05/05/2013 Commentaires fermés sur La Représentante de la Banque Mondiale, à la fin de son mandat : « Il y a des problèmes, mais l’avenir est prometteur »

Mme Mercy Tembon, la Représentante résidente de la Banque Mondiale, est arrivée au Burundi en 2008. Au cours des 4 dernières années, elle a été à la fois témoin et actrice du développement économique du Burundi. Iwacu s’est entretenu avec elle.
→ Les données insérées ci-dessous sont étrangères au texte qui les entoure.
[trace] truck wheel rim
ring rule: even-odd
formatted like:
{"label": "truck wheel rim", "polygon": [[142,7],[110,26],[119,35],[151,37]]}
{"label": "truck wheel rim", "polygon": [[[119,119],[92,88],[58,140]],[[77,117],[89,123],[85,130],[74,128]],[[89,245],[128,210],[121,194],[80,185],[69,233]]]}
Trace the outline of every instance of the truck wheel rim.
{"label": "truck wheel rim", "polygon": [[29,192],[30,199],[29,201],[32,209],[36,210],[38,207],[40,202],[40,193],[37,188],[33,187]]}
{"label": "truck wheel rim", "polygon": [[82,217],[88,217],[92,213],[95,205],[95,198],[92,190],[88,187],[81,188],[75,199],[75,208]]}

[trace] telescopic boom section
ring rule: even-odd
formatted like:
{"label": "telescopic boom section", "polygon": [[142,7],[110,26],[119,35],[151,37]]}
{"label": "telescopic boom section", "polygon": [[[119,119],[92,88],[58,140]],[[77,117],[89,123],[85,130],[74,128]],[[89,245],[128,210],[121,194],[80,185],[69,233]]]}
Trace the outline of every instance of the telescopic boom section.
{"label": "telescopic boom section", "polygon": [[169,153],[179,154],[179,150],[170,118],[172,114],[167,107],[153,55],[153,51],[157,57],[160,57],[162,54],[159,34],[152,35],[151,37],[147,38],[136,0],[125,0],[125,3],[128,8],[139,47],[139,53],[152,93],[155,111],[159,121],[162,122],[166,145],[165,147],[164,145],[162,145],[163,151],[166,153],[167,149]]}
<doc5045|left>{Vous avez vécu quatre ans au Burundi, quels sont les souvenirs que vous en gardez?}

Je garde de bons souvenirs du Burundi, un pays qui s’est beaucoup développé en un peu de temps et sur tous les plans. Politiquement, en 2008, quand je venais d’arriver, le FNL était un groupe rebelle. A la fin de la même année, il a signé l’accord de cessez-le-feu. On a démobilisé les ex-combattants de ce mouvement et il est devenu un parti politique. Sur le plan économique, la croissance économique a connu une tendance positive, même si la vitesse n’a pas été accélérée comme on aurait pu le souhaiter. Malheureusement, le Burundi a été frappé par la crise économique mondiale et le taux de croissance a ralenti. Actuellement, on est à 4,2% mais la tendance a été positive. Sur le plan social, les gens participent aux discussions sur le développement de leur pays. Les indicateurs de mortalité maternelle et infantile ont baissé. Nous avons beaucoup de points d’eau, de centres de santé et d’écoles. Les changements ont eu lieu aussi à l’intérieur du pays comme par exemple à Ngozi et Gitega où les maisons et hôtels ont poussé comme des champignons.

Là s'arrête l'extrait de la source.